Częstą praktyką w okresie przedświątecznym jest organizowanie wigilii pracowniczych. Takie spotkania firmowe mogą przybierać różne formy. Mogą zostać zaplanowane w godzinach pracy albo poza nimi, a udział w nich może być obowiązkowy albo dobrowolny. Warto zastanowić się, jak rozpoznać udział pracownika w takim przedsięwzięciu na gruncie podatku dochodowego od osób fizycznych.
Na wstępie można przytoczyć definicję przychodu ze stosunku pracy. Zgodnie z jego treścią za przychody ze stosunku pracy uważa się wszelkiego rodzaju wypłaty pieniężne oraz wartość pieniężną świadczeń w naturze bądź ich ekwiwalenty, bez względu na źródło finansowania tych wypłat i świadczeń, a w szczególności: wynagrodzenia zasadnicze, wynagrodzenia za godziny nadliczbowe, różnego rodzaju dodatki, nagrody, ekwiwalenty za niewykorzystany urlop i wszelkie inne kwoty niezależnie od tego, czy ich wysokość została z góry ustalona, a ponadto świadczenia pieniężne ponoszone za pracownika, jak również wartość innych nieodpłatnych świadczeń lub świadczeń częściowo odpłatnych. W pewnym uproszczeniu można zatem przyjąć, że przychodem pracownika są wszystkie te świadczenia, które pracownik otrzymuje od pracodawcy w związku z pozostawaniem w stosunku pracy.
Nie ulega wątpliwości, że pracownik nie uzyska jakiegokolwiek przychodu, jeśli warunkiem jego udziału w firmowej wigilii będzie uiszczona przez niego opłata za uczestnictwo. Jeśli natomiast to pracodawca finansuje albo współfinansuje takie spotkanie dla załogi, to uczestnicy uzyskują pewnego rodzaju korzyść, którą należy ocenić z punktu widzenia nieodpłatnego świadczenia. Przesłanki zostały określone w wyroku Trybunału Konstytucyjnego z 8 lipca 2014 roku (sygnatura K 7/13). Za inne nieodpłatne świadczenie ze stosunku pracy mogą zostać uznane świadczenia, które łącznie spełniają następujące warunki:
- zostały spełnione za zgodą pracownika (pracownik skorzystał z nich w pełni dobrowolnie),
- zostały spełnione w interesie pracownika (a nie w interesie pracodawcy) i przyniosły mu korzyść w postaci powiększenia aktywów lub uniknięcia wydatku, który musiałby ponieść,
- korzyść ta jest wymierna i przypisana indywidualnemu pracownikowi (nie jest dostępna w sposób ogólny dla wszystkich pracowników).

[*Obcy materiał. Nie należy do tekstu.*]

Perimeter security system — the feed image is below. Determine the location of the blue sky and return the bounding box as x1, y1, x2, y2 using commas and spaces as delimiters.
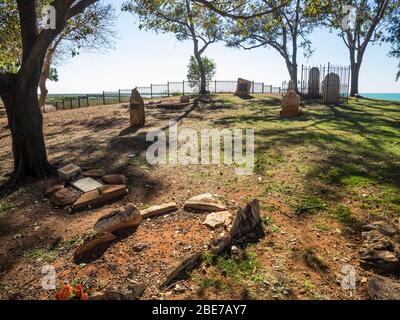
48, 0, 400, 94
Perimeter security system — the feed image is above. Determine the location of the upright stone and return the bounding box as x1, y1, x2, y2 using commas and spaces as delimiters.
308, 67, 320, 98
322, 73, 340, 105
129, 88, 145, 127
235, 78, 251, 98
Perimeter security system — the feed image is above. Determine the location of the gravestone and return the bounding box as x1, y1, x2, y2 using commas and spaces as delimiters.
281, 90, 300, 117
322, 73, 340, 105
129, 88, 145, 127
308, 67, 320, 98
235, 78, 251, 98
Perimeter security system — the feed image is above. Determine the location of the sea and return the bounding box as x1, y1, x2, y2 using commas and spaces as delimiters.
360, 93, 400, 101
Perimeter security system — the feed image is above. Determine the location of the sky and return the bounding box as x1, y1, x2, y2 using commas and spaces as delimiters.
48, 0, 400, 94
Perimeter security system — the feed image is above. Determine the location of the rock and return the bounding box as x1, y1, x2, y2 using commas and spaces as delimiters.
141, 202, 178, 219
57, 164, 82, 181
71, 177, 103, 192
83, 169, 106, 179
364, 221, 399, 237
230, 200, 265, 240
44, 184, 64, 198
103, 174, 126, 185
359, 230, 400, 274
50, 187, 78, 207
184, 193, 226, 211
368, 275, 400, 300
94, 204, 142, 233
281, 90, 300, 117
180, 96, 190, 103
160, 252, 203, 289
129, 88, 145, 128
73, 185, 128, 210
203, 211, 232, 228
74, 232, 117, 264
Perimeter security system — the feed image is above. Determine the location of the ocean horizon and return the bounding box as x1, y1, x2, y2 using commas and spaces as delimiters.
360, 93, 400, 101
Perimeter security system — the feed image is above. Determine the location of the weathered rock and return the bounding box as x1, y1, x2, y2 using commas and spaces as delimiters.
44, 184, 64, 198
74, 232, 117, 264
230, 199, 265, 240
73, 185, 128, 210
103, 174, 126, 185
359, 230, 400, 274
83, 169, 106, 179
50, 187, 78, 207
180, 96, 190, 103
71, 177, 103, 192
141, 202, 178, 219
129, 88, 145, 128
281, 90, 300, 117
203, 211, 232, 228
364, 221, 399, 237
368, 275, 400, 300
57, 163, 82, 181
184, 193, 226, 211
160, 252, 203, 289
94, 204, 143, 233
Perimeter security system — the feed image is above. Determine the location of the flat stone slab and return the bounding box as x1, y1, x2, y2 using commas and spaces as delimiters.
184, 193, 226, 211
94, 204, 143, 233
71, 177, 103, 192
141, 202, 178, 219
73, 185, 128, 210
203, 211, 232, 228
57, 163, 82, 181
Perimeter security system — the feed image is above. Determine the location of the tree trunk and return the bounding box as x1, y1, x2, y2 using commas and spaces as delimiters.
2, 76, 54, 186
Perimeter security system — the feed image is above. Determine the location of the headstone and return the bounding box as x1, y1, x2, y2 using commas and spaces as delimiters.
281, 90, 300, 117
129, 88, 145, 128
308, 67, 320, 98
184, 193, 226, 211
235, 78, 251, 98
57, 163, 82, 181
322, 73, 340, 105
71, 177, 102, 192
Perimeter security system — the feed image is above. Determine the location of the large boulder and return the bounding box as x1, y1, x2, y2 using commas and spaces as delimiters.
94, 204, 143, 233
184, 193, 226, 211
129, 88, 145, 128
368, 275, 400, 300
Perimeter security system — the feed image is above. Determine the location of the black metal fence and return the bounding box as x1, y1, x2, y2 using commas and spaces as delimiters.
46, 80, 282, 110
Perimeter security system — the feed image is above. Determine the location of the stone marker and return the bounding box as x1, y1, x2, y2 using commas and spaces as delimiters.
184, 193, 226, 211
322, 73, 340, 105
281, 90, 300, 117
71, 177, 103, 192
368, 275, 400, 300
74, 232, 117, 264
57, 163, 82, 181
73, 185, 128, 210
235, 78, 251, 98
203, 211, 232, 228
141, 202, 178, 219
180, 96, 190, 103
307, 67, 320, 98
83, 169, 106, 179
50, 187, 78, 207
359, 230, 400, 274
94, 204, 143, 233
103, 174, 126, 184
129, 88, 145, 128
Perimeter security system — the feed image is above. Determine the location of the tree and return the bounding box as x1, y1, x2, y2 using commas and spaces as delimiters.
39, 3, 115, 111
0, 0, 98, 186
324, 0, 396, 96
187, 56, 217, 88
123, 0, 223, 94
227, 0, 316, 88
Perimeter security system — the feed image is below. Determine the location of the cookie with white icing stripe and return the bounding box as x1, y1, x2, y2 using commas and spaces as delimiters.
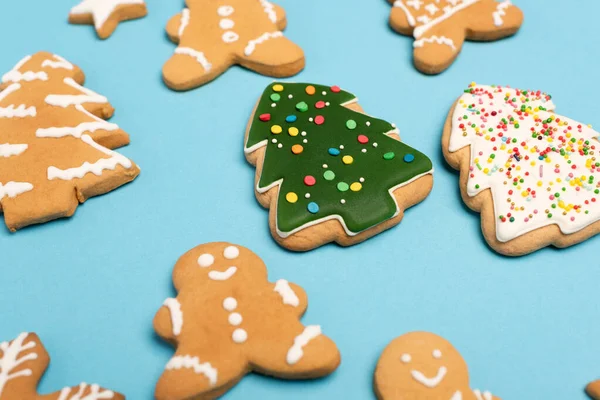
442, 84, 600, 256
154, 243, 340, 400
0, 52, 139, 231
388, 0, 523, 74
163, 0, 304, 90
69, 0, 148, 39
0, 333, 125, 400
374, 332, 500, 400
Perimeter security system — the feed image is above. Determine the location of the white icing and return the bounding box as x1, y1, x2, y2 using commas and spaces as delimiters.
35, 104, 119, 138
286, 325, 321, 365
274, 279, 300, 307
223, 246, 240, 260
198, 253, 215, 268
71, 0, 145, 30
0, 182, 33, 200
0, 332, 38, 398
492, 0, 512, 26
57, 383, 115, 400
48, 135, 132, 180
208, 267, 237, 281
0, 143, 28, 158
413, 35, 456, 51
244, 31, 283, 56
175, 47, 212, 72
165, 355, 218, 386
177, 8, 190, 37
46, 78, 108, 107
410, 366, 448, 388
231, 329, 248, 344
163, 298, 183, 336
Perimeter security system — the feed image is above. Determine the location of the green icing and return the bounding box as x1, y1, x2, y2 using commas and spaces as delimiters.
246, 82, 432, 233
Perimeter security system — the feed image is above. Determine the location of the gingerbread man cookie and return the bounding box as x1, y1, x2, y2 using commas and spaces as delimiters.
0, 333, 125, 400
389, 0, 523, 74
442, 84, 600, 256
154, 243, 340, 400
163, 0, 304, 90
374, 332, 500, 400
69, 0, 148, 39
0, 52, 139, 231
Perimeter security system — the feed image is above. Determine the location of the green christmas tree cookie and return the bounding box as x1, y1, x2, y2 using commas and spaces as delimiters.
245, 82, 433, 251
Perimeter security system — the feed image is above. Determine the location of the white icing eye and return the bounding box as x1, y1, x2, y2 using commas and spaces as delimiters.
223, 246, 240, 260
221, 31, 240, 43
198, 253, 215, 268
223, 297, 237, 311
219, 18, 235, 29
217, 6, 235, 17
229, 313, 242, 326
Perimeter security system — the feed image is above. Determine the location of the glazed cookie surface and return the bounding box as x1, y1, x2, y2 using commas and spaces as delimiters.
0, 333, 125, 400
244, 82, 433, 251
442, 84, 600, 256
374, 332, 500, 400
389, 0, 523, 74
163, 0, 304, 90
0, 52, 139, 231
154, 243, 340, 400
69, 0, 148, 39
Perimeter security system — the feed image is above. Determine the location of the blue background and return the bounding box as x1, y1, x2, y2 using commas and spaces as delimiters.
0, 0, 600, 400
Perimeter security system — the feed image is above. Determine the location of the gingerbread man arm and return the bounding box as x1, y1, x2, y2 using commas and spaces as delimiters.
466, 0, 523, 41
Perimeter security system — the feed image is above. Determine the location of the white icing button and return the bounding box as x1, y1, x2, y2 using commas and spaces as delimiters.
217, 6, 234, 17
221, 31, 240, 43
198, 253, 215, 268
231, 329, 248, 343
219, 18, 235, 29
223, 246, 240, 260
229, 313, 242, 326
223, 297, 237, 311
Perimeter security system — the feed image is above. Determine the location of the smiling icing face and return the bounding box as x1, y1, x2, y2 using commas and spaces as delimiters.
375, 332, 469, 400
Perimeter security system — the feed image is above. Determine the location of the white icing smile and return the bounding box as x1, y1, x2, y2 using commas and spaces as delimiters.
410, 367, 448, 388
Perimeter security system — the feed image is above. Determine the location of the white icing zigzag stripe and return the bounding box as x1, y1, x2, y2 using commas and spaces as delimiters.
492, 0, 512, 26
35, 104, 119, 138
163, 298, 183, 336
175, 47, 212, 72
274, 279, 300, 307
0, 332, 38, 396
0, 182, 33, 200
46, 78, 108, 107
48, 135, 132, 181
0, 143, 28, 158
244, 31, 283, 56
165, 356, 218, 386
58, 383, 115, 400
413, 35, 456, 51
287, 325, 321, 365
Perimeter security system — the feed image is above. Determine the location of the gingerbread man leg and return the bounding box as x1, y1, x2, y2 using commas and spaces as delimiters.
466, 0, 523, 41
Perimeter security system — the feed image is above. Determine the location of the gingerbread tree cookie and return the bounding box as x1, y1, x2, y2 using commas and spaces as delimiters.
154, 243, 340, 400
0, 333, 125, 400
374, 332, 500, 400
389, 0, 523, 74
163, 0, 304, 90
0, 52, 139, 231
442, 84, 600, 256
244, 82, 433, 251
69, 0, 148, 39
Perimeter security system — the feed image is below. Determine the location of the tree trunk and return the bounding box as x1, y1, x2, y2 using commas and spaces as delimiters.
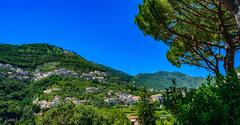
224, 46, 235, 73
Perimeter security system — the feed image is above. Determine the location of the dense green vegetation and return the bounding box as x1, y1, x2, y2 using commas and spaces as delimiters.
135, 0, 240, 74
0, 44, 138, 125
132, 72, 204, 90
165, 73, 240, 125
0, 44, 236, 125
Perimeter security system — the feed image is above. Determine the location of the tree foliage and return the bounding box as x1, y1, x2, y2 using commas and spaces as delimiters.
135, 0, 240, 73
165, 74, 240, 125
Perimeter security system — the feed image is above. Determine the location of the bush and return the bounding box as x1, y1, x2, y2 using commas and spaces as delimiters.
165, 74, 240, 125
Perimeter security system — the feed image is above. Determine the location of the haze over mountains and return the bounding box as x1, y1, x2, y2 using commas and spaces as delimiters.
0, 44, 204, 89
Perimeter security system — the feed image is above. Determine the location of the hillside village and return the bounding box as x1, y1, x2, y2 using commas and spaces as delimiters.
0, 63, 107, 83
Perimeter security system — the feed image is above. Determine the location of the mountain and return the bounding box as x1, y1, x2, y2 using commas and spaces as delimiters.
0, 44, 131, 83
236, 66, 240, 72
0, 44, 138, 125
0, 44, 203, 125
132, 71, 204, 89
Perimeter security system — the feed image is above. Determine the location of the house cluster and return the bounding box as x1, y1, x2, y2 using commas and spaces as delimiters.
0, 63, 30, 81
104, 92, 140, 105
43, 87, 61, 94
33, 95, 88, 109
33, 96, 61, 109
81, 71, 107, 83
34, 69, 79, 81
86, 87, 99, 93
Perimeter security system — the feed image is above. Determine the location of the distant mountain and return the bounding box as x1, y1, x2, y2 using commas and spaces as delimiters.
0, 44, 206, 124
132, 71, 204, 89
0, 44, 131, 83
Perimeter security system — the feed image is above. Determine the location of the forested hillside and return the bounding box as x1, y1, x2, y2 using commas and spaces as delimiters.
132, 71, 204, 90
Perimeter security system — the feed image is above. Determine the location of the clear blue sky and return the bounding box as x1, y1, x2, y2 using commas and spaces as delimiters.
0, 0, 238, 76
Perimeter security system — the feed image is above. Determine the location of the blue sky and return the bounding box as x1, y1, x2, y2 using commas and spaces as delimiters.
0, 0, 238, 76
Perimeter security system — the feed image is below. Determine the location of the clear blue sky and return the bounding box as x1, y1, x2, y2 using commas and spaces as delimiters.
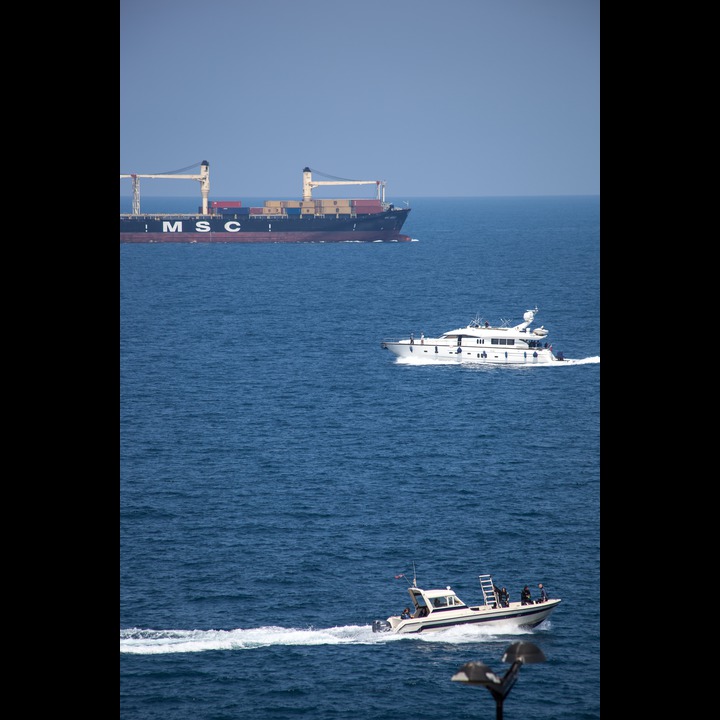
120, 0, 600, 199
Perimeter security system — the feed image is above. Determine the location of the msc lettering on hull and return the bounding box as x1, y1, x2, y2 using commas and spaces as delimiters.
163, 220, 240, 232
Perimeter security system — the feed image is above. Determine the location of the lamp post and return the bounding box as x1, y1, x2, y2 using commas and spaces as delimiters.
450, 642, 546, 720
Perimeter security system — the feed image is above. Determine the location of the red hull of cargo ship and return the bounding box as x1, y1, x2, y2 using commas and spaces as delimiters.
120, 230, 412, 244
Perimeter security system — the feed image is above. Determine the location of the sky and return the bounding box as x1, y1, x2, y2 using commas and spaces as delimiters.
119, 0, 600, 201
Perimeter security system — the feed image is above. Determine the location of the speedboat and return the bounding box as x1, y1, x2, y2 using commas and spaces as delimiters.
380, 307, 565, 365
372, 575, 561, 634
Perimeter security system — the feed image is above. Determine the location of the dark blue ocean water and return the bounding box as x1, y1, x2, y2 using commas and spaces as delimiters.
120, 197, 600, 720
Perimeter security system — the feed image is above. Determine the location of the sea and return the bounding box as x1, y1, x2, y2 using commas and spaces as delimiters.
119, 196, 600, 720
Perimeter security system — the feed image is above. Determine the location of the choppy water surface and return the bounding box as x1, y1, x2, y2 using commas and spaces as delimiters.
120, 198, 601, 720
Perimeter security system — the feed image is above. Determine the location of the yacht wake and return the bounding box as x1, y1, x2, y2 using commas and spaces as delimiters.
120, 621, 536, 655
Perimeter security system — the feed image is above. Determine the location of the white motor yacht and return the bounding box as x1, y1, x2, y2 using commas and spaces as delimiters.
380, 307, 565, 365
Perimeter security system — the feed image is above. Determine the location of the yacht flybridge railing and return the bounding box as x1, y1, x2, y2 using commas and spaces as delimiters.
478, 575, 500, 607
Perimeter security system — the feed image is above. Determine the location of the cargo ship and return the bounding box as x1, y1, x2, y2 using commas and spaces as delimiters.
120, 160, 411, 243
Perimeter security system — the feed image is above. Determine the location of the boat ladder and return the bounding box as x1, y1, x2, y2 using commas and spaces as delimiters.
478, 575, 500, 607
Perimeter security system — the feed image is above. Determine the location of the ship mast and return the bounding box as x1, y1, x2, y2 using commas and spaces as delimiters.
120, 160, 210, 215
303, 168, 386, 203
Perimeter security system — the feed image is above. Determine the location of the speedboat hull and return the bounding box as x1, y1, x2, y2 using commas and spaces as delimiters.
373, 599, 561, 634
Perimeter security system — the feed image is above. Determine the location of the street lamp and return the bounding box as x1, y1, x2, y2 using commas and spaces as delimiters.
450, 642, 546, 720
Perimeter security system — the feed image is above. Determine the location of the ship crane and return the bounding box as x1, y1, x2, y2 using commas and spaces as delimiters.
120, 160, 210, 215
303, 168, 386, 203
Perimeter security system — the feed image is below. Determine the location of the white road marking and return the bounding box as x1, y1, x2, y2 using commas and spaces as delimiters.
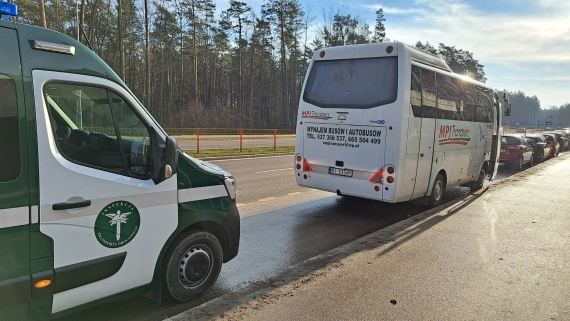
255, 167, 293, 174
211, 154, 293, 163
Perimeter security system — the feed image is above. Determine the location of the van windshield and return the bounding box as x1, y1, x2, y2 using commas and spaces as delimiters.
303, 57, 398, 109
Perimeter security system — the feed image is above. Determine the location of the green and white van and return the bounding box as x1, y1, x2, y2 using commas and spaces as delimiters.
0, 2, 240, 321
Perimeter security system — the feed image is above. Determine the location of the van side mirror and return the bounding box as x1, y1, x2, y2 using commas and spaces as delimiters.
150, 128, 178, 184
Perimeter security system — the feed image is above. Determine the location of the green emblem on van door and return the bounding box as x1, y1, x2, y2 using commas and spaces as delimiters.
95, 201, 141, 248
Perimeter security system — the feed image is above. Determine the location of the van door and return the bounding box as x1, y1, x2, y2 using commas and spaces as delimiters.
33, 70, 178, 313
412, 66, 437, 199
0, 27, 31, 320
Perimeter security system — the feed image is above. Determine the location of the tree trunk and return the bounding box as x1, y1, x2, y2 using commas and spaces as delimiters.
144, 0, 150, 109
40, 0, 47, 28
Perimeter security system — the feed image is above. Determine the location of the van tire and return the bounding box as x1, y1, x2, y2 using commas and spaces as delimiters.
162, 230, 223, 301
428, 174, 445, 208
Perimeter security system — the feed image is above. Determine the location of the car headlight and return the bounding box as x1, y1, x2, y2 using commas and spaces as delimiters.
224, 176, 237, 201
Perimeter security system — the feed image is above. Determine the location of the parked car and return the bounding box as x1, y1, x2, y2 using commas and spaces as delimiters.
542, 133, 560, 157
554, 129, 570, 150
499, 134, 534, 171
543, 132, 570, 152
525, 134, 552, 164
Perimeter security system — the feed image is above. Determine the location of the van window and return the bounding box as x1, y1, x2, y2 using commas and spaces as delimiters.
0, 75, 22, 182
45, 83, 152, 178
303, 57, 398, 109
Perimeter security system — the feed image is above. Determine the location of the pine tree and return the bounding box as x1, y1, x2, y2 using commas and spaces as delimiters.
370, 8, 386, 42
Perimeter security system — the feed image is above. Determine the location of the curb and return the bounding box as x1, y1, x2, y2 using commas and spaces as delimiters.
191, 152, 295, 161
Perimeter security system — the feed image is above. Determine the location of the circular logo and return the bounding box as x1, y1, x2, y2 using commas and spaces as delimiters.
94, 201, 141, 248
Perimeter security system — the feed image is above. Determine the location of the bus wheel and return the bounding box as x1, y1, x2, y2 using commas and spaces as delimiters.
428, 174, 444, 208
469, 168, 487, 192
162, 230, 222, 301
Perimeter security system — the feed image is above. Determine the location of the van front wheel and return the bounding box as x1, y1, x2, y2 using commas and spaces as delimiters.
428, 174, 445, 208
162, 231, 222, 301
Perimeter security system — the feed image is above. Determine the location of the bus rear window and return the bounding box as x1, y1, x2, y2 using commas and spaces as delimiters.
303, 57, 398, 109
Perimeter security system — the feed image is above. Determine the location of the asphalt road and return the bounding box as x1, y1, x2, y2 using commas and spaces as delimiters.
57, 155, 552, 321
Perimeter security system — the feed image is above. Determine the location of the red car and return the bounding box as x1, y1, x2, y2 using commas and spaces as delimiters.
499, 134, 534, 171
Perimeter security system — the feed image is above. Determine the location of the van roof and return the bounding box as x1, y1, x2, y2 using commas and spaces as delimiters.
0, 20, 128, 90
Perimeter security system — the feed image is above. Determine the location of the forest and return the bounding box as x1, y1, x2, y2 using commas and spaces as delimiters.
6, 0, 556, 129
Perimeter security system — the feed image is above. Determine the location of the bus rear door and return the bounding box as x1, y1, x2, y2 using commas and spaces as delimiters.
412, 66, 436, 199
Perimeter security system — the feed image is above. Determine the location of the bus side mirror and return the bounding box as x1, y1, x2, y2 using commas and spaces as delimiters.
150, 127, 178, 184
505, 104, 511, 116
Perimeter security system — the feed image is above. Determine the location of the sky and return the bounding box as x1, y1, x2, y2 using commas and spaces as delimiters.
216, 0, 570, 108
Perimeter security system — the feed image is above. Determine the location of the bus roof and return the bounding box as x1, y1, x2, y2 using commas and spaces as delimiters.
313, 42, 452, 72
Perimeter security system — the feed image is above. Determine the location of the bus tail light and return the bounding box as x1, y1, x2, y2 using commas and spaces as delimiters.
385, 165, 396, 184
303, 159, 314, 173
370, 168, 384, 184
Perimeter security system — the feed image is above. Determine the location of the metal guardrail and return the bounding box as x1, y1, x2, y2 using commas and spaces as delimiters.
164, 128, 295, 136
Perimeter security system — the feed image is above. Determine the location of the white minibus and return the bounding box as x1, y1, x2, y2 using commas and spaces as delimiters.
294, 43, 511, 207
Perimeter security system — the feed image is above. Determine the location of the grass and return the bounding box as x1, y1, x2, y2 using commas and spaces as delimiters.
184, 146, 295, 158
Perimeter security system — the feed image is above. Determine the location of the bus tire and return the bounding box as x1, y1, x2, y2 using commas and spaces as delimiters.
162, 230, 223, 301
428, 174, 445, 208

Dokonując oceny można stwierdzić, że świadczenie w postaci udziału w wigilii firmowej co do zasady nie jest spełniane w interesie pracownika, lecz w interesie pracodawcy. Ma ono na celu przede wszystkim budowanie pozytywnych relacji pomiędzy pracownikami, co w konsekwencji ma korzystnie wpływać na świadczoną przez nich pracę. Można również przyjąć, że pracownik nie wziąłby udziału w takim spotkaniu, gdyby nie było ono zorganizowane przez pracodawcę. Co za tym idzie, brak jest podstaw do uznania, że pracownik w ten sposób zaoszczędził wydatku, a więc że osiągnął realną (wymierną) korzyść. Co więcej, świadczenie w postaci zapewnienia możliwości uczestnictwa w spotkaniu ma charakter ogólnodostępny (nie jest skierowane do indywidualnego pracownika) i nie można określić wartości świadczenia przypadającej na jednego pracownika. W konsekwencji udział pracownika w wigilii firmowej nie powinien być kwalifikowany jako jego przychód ze stosunku pracy.